Law Professor Mitch Crusto is clearly a leading scholar in the important, developing area of emergency law. Emergency law is more important today in light of the government’s response to Hurricane Katrina, the Ferguson, Missouri unrest, the Boston Marathon bombing, and the Ebola epidemic scare. Crusto is primarily concerned about the state and governments abuses of civil liberties during emergencies.
This summer, Professor Crusto led a panel discussion and moderated a discussion group on emergency law, alone with other distinguished law professors. In one session, on lessons learned from Hurricane Katrina, Crusto presented a paper entitled “Involuntary Heroes: How Hurricane Katrina Challenges our Commitment to Civil Liberties.” In that presentation, Crusto highlighted how in New Orleans, following the hurricane, governmental officials infringed on people’s civil liberties and how the courts did little to redress those infringements.
In another related session, Professor Crusto moderated a discussion group of distinguished law professors on the application of emergency law to the Ferguson, Missouri unrest.
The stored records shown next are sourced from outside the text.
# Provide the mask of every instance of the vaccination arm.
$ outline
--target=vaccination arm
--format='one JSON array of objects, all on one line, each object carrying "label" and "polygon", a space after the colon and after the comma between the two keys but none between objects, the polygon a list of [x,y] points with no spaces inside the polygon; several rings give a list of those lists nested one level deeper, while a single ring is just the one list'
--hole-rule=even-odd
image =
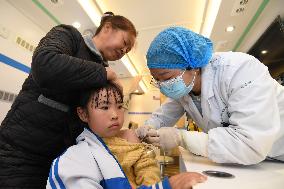
[{"label": "vaccination arm", "polygon": [[[81,34],[67,25],[54,27],[41,39],[32,58],[32,76],[42,88],[78,90],[107,82],[106,68],[96,62],[76,58]],[[87,52],[86,52],[87,53]]]}]

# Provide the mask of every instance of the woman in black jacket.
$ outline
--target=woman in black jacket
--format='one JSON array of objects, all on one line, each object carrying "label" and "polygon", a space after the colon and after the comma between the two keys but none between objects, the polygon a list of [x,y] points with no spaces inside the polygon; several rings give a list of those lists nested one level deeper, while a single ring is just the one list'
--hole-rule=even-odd
[{"label": "woman in black jacket", "polygon": [[79,91],[119,85],[107,61],[129,52],[136,35],[127,18],[108,12],[94,36],[59,25],[41,39],[0,127],[0,188],[45,188],[52,160],[82,131],[71,111]]}]

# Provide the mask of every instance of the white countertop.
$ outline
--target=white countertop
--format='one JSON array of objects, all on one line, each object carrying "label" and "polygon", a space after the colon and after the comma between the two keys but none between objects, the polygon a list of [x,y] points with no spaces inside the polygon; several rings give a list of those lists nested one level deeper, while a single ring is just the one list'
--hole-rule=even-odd
[{"label": "white countertop", "polygon": [[284,163],[263,161],[257,165],[217,164],[180,148],[180,170],[202,173],[206,170],[223,171],[234,178],[207,176],[205,183],[194,189],[284,189]]}]

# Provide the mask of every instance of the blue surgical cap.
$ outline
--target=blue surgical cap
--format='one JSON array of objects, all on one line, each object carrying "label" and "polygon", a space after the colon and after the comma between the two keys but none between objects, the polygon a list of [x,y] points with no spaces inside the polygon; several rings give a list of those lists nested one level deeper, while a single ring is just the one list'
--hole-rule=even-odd
[{"label": "blue surgical cap", "polygon": [[210,39],[182,27],[165,29],[152,41],[147,66],[163,69],[201,68],[212,56]]}]

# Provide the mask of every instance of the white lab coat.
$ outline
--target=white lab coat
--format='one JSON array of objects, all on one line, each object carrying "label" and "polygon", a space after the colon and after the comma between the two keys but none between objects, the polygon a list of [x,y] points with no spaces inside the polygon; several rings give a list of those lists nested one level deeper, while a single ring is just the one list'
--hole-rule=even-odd
[{"label": "white lab coat", "polygon": [[187,95],[169,99],[146,121],[173,126],[184,114],[208,133],[208,158],[255,164],[267,156],[284,160],[284,87],[253,56],[214,54],[201,70],[202,115]]}]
Both programs occurred at the Southeastern Association of Law Schools, 68th Annual Meeting, in Boca Raton, Florida, the end of July and beginning of August 2015.
Professor Mitch Crusto continues to explore the constitutional restrictions on emergency law in upcoming publications. His book, Involuntary Heroes: Hurricane Katrina’s Impact on Civil Liberties, is being published by Carolina Academic Press and is available later this month. He also has an upcoming law review article, to be published in the Loyola University College of Law Review, entitled “State of Emergency: an Emergency Constitution Revisited.” Both publications significantly contribute to Professor Crusto’s reputation as a leader in the area of emergency law.